Wednesday, January 27, 2010

Crabby Morning

I try not to blog when I'm crabby, because I want my blog to be inspirational and encouraging; I think the world has sufficient crabbiness in it already, and not enough hope and cheer.

But I'm crabby today. And I want to blog today, anyway. So I'm going to try to draw some positive lessons from my crabbiness to forestall future crabbiness.

I am crabby because I am supposed to speak next week at what was to be (and I'm sure will be) a delightful young authors' night at a school in Jefferson County. The event involves proud children sharing their work, and then a visiting author (me) giving a talk to the children and their parents. I agreed to be the visiting author and charged the school $150 for my time. It is about an hour's drive each way, after a long full day of work already, and however rewarding the evening will be, I am still unwilling simply to work for free, any more than the teachers who teach these children are willing to teach for free. Just because something is worth doing, and you love doing it, doesn't mean that you should be expected to do it without any financial compensation. I could tell that the school thought I was a pretty terrific bargain.

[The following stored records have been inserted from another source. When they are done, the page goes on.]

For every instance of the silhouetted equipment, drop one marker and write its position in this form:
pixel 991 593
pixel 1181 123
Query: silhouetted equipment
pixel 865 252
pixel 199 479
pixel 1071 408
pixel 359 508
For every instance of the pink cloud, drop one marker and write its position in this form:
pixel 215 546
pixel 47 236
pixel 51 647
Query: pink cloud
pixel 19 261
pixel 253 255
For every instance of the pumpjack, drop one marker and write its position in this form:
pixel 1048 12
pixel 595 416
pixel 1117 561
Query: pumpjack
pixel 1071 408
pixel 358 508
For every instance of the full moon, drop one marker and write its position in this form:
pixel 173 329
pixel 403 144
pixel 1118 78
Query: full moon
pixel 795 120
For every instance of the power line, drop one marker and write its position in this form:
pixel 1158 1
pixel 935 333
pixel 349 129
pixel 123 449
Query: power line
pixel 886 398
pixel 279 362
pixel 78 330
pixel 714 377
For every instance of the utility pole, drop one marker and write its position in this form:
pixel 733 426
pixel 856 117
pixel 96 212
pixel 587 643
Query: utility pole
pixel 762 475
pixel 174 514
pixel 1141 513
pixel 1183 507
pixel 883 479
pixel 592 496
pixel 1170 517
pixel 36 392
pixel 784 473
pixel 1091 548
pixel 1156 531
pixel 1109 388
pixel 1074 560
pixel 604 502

So why am I crabby? I am crabby because in order to be paid this small stipend, I have to fill out a whole host of notorized forms to report that I have no criminal record, to waive my right to worker's compensation if I'm injured on the job, to pledge that I will pay my income tax on this money. I can hardly even figure out the various things I'm supposed to check on the forms. The sentences on the forms aren't even grammatical English sentences. The one about my criminal past wants me to sign my name to this statement: "Vendor nor those working for the vendor have been convicted of a felony or other serious offense." Don't they mean "Neither vendor nor those working for the vendor"? Otherwise, isn't it saying that I HAVE been convicted of a felony or other serious offense? And it hardly seems worth $150 to go find myself a notary to witness my waiver of any claim to worker's comp for giving my little talk that evening. It just doesn't feel fun any more, filling out all these tedious and confusing and exasperating forms. I'm leaning toward just telling them that I'll go for free, as a form of community service. But then that seems like rewarding Jefferson County for having such terrible forms to fill out.

Now, I said I was going to try to draw some lessons from my crabbiness to forestall future crabbiness. I think maybe the lesson is that I should have charged more for my time. Other writers charge more for their time. I think I'm really crabby because I undervalued my time in the first place, and now I feel bitter that even to get this very small stipend I'm forced to jump through so many hoops. If I had valued my time more, and charged a more appropriate honorarium, then I wouldn't mind jumping through some hoops to get it.

Though I think I would still mind signing my name to that ungrammatical sentence!

1 comment:

  1. I admire your determination to discover the positive "lesson" in your crabbiness, and I'd agree that you found the source. You are a gifted author and, I'm sure, teacher.